Query by humming System
It is a music retrieval technology in which users can hum or sing a melody to retrieve the
song.
The user simply sings or hums the tune into a computer microphone, and the system
searches through a database of song for melodies containing the tune and returns a ranked
list of search results. Thus user can then find the desired song by listening to the results.
6. 6
A Query by Humming (QBH) system enables a user to hum a melody into a microphone
connected to a computer in order to retrieve a list of possible song titles that match the
query melody. The system analyzes the melodic and rhythmic information of the input
signal. The extracted data set is used as a database query. The result is presented as a list of
e.g. ten best matching results.
Generally, a QBH system is a Music Information Retrieval (MIR) system. A MIR systems
provides several means for music retrieval, which can be hummed audio signal, but also
music genre classification or text information about the artist or title.
7. 7
2. BASIC ARCHITECTURE
Fig- Basic System Architecture
The basic architecture of the system is depicted in above figure. A microphone takes the
hummed input and sends this as a PCM signal to extraction block. The extracted information
results here which is given to the transcription part. The transcription block forms Melody
Contour to be compared with all contours residing in the database. A result list is finally
presented to the user.
Extraction
The extraction block is also referred as the acoustic front end. After recording the signal
with a computer sound card the signal is band pass filtered to reduce environmental noise
and distortion. In this system a sampling rate of 8000 Hz is used. The signal is band limited
to 80 to 800 Hz, which is sufficient for sung input. This frequency range corresponds to a
musical note range of D2–G5.
Transcription
The transcription block transcribes the extracted information into the representation that is
needed for comparison. The main task is to segment the input stream into single notes. This
can be done using parson code algorithm.
8. 8
Comparison
The transcription result is used as database query. Several distance measures can be used to
find a similar piece of music. The database contains a collection of already transcribed
melodies formatted according to the MelodyContourType.

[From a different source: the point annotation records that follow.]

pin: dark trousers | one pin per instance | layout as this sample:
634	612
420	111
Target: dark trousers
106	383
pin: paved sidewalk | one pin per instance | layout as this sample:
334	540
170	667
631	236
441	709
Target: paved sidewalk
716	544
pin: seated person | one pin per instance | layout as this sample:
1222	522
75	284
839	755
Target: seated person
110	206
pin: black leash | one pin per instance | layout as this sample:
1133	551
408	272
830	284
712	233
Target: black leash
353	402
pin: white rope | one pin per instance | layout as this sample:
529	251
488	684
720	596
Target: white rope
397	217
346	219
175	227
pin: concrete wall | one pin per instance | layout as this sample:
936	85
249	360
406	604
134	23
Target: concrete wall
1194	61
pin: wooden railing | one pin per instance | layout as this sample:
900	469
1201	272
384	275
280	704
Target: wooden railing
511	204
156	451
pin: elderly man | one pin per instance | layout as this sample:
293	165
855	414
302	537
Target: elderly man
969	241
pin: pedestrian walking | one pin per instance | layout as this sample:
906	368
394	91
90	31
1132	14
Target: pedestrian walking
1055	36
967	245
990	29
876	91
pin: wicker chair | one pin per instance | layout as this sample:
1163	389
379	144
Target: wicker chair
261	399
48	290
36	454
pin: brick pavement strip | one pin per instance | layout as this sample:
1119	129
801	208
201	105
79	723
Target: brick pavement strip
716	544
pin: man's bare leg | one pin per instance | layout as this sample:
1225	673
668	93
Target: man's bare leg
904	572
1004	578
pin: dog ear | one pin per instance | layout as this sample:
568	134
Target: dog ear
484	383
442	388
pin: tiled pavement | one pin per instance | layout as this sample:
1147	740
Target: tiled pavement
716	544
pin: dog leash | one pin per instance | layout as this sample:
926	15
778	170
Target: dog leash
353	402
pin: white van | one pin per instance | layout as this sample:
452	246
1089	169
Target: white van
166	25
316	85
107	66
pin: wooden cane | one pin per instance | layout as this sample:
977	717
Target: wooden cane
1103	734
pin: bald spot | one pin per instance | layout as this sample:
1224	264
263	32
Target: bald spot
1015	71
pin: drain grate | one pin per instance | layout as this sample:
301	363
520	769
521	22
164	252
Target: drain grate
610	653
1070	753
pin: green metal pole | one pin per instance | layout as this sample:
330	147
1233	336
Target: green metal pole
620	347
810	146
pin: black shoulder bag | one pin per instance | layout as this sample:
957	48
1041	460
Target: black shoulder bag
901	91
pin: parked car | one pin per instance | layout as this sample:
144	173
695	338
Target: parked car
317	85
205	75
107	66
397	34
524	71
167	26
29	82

The Result is finally presented to the user.
9. 9
3. APPLICATIONS
These are some examples of QBH Systems.
Shazam
Shazam is a commercial mobile phone-based music identification service. The company was
founded in 1999 by Chris Barton, Philip Inghelbrecht, Avery Wang and Dhiraj Mukherjee.
Shazam uses a mobile phone's built-in microphone to gather a brief sample of music being
played. An acoustic fingerprint is created based on the sample, and is compared against a
central database for a match. If a match is found, information such as the artist, song title,
and album are relayed back to the user.
Shazam can identify prerecorded music being broadcast from any source, such as a radio,
television, cinema or club, provided that the background noise level is not high enough to
prevent an acoustic fingerprint being taken, and that the song is present in the software's
database.
10. 10
SoundHound
SoundHound (known as Midomi until December 2009) is a mobile device service that allows
users to identify music by humming, singing or playing a recorded track. The service was
launched by Melodis Corporation (now SoundHound Inc), under Chief Executive Keyvan
Mohajer in 2007 and has received funding from Global Catalyst Partners, TransLink Capital
and Walden Venture Capital.
SoundHound is a music search engine available on the Apple App Store, Google Play,
Windows Phone Store, and on June 5, 2013, was available on the BlackBerry 10 platform. It
enables users to identify music by playing, singing or humming a piece. It is also possible to
speak or type the name of the artist, composer, song and piece. Unlike competitor Shazam,
SoundHound can recognise tracks from singing, humming, speaking, or typing, as well as
from a recording. Sound matching is achieved through the company's 'Sound2Sound'
technology, which can match even poorly-hummed performances to professional
recordings.
11. 11
Midomi
Midomi is the ultimate music search tool. Sing, hum, or whistle to instantly find your
favorite music and connect with a community that shares your musical interests.
At midomi you can create your own profile, sing your favorite songs and share them with
your friends and get discovered by other midomi users. You can listen to and rate other
users' musical performances, see their pictures, send them messages, buy original music,
and more.
midomi features an extensive digital music store with a growing collection of more than two
million legal music tracks. You can listen to samples of original recordings, buy the full studio
versions directly from midomi, and play them on your Windows computer or compatible
music players.
12. 12
Musipedia
Musipedia is a search engine for identifying pieces of music. This can be done by whistling a
theme, playing it on a virtual piano keyboard, tapping the rhythm on the computer
keyboard, or entering the Parsons code. Anybody can modify the collection of melodies and
enter MIDI files, bitmaps with sheet music, lyrics or some text about the piece, or the
melodic contours as Parsons Code.
Musipedia's search engine works differently from that of search engines such as Shazam.
The latter can identify short snippets of audio (a few seconds taken from a recording), even
if it is transmitted over a phone connection. Shazam uses Audio Fingerprinting for that, a
technique that makes it possible to identify recordings. Musipedia, on the other hand, can
identify pieces of music that contain a given melody. Shazam finds exactly the recording that
contains a given snippet, but no other recordings of the same piece.
13. 13
4. THE ART OF SINGING
It is obvious that people have imperfect memories for melodies or may lack any formal
singing practice.
1.People sing any part of the melody. A repetitive melodic passage in a song may represent
the ’hook-line’ of a song that ’gets stuck in people’s head’.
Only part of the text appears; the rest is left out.